It’s a day of news about GB News, as Dan Wootton waves goodbye and its revenue has taken a tumble…
Press Gazette report that GB News losses are up 38% to £42.4m giving the channel a total deficit of £76m since their launch. The station hit the air in a wave of publicity, bad sound and terrible lighting in June 2021 with Andrew Neil welcoming viewers to the Ikea-decked-out studio. Neil lasted only a handful of shows before turning off the two lights that had lit him and departed for Channel 4.
And lighting and sound wasn’t the only thing low, the advertising revenue to the channel has been bleak. Losses in the latest accounting period were six times greater than revenue, noted Press Gazette, which also stated that the latest figures mean GB News investors have shouldered total losses of £76m since the channel launched in 2021. However, some of this has come about as the channel tries to establish itself as a broadcaster. There has been for the broadcasting arm a 80% year-on-year growth in revenue to £6.7m, but this comes at a cost with a 63% growth in spending with more staff and resources issued to the network that now has sound, lighting and a new Westminster studio that doesn’t look like a Swedish living room.
Ratings have been better than rival Talk TV, which is facing being axed as a television service. Online GB News boasts 2.5 million subscribers to their streaming content.
‘Britain’s News Channel’ has been subject to numerous television regulator code breaches – which Ofcom seem unwilling to do anything particularly about with the regulator failing to issue any major fines to the owners, All Perspectives Ltd.

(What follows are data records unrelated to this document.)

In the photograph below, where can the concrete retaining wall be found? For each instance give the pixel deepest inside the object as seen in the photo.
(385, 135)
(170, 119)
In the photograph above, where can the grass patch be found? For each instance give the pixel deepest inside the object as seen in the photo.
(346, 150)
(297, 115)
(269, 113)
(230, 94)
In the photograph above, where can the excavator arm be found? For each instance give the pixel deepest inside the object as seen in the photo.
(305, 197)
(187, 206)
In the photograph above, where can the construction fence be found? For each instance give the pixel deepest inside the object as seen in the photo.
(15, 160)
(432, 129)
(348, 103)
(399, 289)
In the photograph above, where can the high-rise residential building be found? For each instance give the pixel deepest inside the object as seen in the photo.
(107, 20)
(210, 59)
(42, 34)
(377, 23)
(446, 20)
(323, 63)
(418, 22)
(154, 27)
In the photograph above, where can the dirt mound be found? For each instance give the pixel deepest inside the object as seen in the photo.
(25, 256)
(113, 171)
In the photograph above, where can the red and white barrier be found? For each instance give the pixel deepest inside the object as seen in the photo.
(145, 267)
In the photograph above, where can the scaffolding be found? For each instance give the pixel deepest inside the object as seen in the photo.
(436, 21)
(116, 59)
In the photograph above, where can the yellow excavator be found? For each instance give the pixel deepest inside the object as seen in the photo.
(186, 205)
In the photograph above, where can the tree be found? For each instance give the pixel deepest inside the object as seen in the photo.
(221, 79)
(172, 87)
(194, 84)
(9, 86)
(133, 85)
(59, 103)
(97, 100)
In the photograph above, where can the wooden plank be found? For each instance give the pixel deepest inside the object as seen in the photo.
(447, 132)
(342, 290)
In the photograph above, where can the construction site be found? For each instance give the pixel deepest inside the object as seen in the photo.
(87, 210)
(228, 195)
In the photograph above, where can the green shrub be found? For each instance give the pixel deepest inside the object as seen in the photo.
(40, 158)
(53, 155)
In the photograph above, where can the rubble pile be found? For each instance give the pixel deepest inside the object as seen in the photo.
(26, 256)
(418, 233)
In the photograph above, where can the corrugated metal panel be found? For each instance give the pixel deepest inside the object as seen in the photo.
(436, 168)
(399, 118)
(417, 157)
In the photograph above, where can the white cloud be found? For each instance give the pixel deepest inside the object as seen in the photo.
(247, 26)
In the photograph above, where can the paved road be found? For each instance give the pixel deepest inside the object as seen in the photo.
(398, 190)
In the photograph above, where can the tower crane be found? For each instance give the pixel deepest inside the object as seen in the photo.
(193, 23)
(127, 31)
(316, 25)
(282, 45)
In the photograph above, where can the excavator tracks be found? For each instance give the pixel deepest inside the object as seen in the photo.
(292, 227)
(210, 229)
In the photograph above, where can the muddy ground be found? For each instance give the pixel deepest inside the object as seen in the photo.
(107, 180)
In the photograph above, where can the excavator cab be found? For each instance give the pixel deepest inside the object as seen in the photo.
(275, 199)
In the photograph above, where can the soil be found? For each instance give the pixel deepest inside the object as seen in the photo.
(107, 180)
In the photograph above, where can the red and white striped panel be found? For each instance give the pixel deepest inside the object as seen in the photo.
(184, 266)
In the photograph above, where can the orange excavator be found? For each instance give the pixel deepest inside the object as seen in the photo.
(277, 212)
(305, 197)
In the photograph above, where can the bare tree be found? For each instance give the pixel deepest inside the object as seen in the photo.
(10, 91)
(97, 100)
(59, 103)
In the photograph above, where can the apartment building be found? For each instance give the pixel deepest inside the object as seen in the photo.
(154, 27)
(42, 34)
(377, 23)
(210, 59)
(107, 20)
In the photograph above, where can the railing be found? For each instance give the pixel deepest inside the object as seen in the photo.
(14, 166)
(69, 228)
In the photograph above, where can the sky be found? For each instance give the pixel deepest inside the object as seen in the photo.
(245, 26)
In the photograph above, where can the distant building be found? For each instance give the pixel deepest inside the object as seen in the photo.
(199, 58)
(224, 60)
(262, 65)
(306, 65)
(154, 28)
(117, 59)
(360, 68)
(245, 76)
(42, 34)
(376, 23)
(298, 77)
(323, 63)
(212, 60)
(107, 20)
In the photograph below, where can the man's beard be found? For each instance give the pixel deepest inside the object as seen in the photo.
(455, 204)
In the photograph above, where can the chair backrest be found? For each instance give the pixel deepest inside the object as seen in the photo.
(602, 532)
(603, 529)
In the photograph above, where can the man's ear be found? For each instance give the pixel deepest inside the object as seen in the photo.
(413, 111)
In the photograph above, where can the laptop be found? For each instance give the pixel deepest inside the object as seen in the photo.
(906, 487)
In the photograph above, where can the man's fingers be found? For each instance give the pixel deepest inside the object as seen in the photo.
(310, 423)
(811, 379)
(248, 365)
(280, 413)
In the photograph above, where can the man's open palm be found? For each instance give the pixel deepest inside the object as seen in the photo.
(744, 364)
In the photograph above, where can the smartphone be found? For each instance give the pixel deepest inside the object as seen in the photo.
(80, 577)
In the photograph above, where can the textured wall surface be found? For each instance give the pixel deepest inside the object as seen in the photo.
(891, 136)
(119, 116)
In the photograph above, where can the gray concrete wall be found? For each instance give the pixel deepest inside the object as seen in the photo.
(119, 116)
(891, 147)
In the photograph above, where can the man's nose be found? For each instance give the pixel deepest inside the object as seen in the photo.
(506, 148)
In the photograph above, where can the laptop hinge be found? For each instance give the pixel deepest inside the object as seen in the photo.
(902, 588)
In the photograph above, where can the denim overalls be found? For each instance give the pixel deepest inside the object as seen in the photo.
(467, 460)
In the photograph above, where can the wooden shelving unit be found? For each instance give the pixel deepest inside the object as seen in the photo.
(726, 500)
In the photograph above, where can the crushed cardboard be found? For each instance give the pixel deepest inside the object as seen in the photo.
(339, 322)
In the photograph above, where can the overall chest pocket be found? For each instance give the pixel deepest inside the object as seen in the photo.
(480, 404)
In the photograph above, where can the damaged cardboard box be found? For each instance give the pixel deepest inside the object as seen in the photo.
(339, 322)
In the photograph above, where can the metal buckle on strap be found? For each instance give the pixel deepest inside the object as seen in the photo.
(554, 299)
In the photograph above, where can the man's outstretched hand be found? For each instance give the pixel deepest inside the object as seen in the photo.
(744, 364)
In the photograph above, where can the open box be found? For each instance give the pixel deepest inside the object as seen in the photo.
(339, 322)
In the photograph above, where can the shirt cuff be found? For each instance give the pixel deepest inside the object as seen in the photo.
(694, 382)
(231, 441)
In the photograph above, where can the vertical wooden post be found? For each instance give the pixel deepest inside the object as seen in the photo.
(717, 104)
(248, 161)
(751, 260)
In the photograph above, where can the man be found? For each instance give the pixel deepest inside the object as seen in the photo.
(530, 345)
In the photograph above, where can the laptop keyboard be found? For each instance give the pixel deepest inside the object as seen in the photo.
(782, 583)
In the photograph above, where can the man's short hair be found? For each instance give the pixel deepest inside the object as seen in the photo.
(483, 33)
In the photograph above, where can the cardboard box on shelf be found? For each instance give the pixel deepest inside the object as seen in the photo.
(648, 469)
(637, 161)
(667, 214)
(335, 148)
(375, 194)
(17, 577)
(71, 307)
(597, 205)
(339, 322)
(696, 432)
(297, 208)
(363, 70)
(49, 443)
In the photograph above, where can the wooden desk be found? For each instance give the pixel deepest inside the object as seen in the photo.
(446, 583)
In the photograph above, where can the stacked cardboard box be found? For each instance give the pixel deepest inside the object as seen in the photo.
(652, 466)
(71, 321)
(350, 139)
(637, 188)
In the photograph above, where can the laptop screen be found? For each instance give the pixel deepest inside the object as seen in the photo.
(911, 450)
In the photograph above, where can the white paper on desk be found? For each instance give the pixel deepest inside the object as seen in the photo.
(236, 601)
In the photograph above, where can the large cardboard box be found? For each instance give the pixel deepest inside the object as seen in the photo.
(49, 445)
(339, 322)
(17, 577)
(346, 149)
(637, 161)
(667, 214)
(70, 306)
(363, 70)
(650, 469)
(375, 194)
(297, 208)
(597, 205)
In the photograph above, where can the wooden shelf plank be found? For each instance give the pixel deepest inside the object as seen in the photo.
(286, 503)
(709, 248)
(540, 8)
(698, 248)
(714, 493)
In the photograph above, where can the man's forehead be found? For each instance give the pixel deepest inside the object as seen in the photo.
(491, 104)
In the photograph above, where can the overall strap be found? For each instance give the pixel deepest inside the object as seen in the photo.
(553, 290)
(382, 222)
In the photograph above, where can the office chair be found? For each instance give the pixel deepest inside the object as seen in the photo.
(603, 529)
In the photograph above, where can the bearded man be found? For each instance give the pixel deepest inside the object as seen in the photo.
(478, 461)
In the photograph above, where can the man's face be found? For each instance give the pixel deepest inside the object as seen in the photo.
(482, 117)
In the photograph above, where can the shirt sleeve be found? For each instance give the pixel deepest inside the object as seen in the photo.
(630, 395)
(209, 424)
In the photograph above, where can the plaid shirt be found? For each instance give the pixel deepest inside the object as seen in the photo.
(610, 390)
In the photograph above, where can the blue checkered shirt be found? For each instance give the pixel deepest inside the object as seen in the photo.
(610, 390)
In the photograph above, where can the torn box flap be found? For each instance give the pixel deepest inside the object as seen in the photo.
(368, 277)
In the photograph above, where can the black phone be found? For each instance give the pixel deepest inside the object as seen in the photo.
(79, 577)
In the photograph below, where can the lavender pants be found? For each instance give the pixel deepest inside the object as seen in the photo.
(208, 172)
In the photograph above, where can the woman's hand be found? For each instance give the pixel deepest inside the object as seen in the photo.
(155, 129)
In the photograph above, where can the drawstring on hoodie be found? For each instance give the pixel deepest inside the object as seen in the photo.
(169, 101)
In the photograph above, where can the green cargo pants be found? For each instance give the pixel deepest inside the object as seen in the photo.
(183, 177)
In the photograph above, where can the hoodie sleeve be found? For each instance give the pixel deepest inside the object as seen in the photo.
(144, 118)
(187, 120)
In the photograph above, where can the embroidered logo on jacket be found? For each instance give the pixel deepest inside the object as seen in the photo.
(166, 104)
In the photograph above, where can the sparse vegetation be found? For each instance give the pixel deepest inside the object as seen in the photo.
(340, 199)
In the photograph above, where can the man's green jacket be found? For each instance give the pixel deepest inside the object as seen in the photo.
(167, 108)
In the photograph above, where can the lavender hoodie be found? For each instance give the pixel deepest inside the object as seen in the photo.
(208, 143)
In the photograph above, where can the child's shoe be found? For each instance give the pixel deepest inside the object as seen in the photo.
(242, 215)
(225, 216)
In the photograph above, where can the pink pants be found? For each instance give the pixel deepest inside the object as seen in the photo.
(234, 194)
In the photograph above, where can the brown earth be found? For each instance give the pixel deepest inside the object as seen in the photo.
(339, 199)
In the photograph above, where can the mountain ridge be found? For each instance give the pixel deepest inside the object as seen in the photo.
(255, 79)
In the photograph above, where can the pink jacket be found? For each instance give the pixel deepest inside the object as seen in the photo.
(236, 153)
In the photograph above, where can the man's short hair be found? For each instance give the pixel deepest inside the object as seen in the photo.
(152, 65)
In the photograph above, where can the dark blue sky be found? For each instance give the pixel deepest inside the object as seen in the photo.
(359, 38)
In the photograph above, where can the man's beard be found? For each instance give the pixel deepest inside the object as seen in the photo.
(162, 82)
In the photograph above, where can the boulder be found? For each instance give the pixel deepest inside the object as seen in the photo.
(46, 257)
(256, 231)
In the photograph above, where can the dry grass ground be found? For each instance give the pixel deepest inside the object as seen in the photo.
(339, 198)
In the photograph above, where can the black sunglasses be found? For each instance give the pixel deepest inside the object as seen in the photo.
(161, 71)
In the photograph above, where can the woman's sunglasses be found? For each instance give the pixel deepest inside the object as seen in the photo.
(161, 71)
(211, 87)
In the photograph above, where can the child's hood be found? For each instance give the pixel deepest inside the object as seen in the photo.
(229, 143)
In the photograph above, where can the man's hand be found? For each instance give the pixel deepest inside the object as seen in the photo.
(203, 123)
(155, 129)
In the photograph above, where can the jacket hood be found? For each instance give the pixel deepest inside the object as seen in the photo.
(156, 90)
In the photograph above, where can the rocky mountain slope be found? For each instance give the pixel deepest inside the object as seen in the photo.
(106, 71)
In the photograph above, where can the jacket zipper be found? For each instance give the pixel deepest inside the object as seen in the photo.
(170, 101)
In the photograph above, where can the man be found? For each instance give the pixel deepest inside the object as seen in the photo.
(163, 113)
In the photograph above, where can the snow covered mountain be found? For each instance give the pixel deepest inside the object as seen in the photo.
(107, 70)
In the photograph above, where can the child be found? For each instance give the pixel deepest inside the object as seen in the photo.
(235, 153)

This week they have announced another investigation of the Nigel Farage programme following comments made about a former Labour leader.
Yesterday Ofcom also said it had “significant concerns” over the “editorial control of its live output”. It followed the telly regulator finding the Dan Wootton Tonight programme being in breach of broadcasting codes.
They have upheld 8,867 complaints about a segment on the show which saw Laurence Fox make “unambiguously misogynistic” comments, cheered on by Dan Wootton, about a female journalist.
Journalist Ava Evans was described by Fox as a “little woman” and “pathetic and embarrassing”. He went on to ask Dan, “Who would want to shag that?” Ofcom noted that this output “constituted a highly personal attack” on Evans and it breached rule 2.3 of the Broadcasting Code. Wootton was criticised for his “reaction and limited challenge in response… exacerbated [a potential to offend] by contributing to the narrative in which a woman’s value was judged by her physical appearance”.
The incident, last September, saw Fox sacked and Wootton suspended. That suspension ended today when GB News and tabloid hack Dan parted ways. Wootton had also been at the receiving end of allegations of inappropriate behaviour. Police last month said the former The Sun editor had nothing to legally answer for which saw Wootton suggest that the media should not report on people until found guilty, saying he was the victim of a witchhunt. The irony of the statement coming from a man who in print and on TV has led trial by media over a host of names ranging from the late Caroline Flack to Huw Edwards and Phillip Schofield – and this to name just a few of the recent ‘Wootton witchhunt victims’.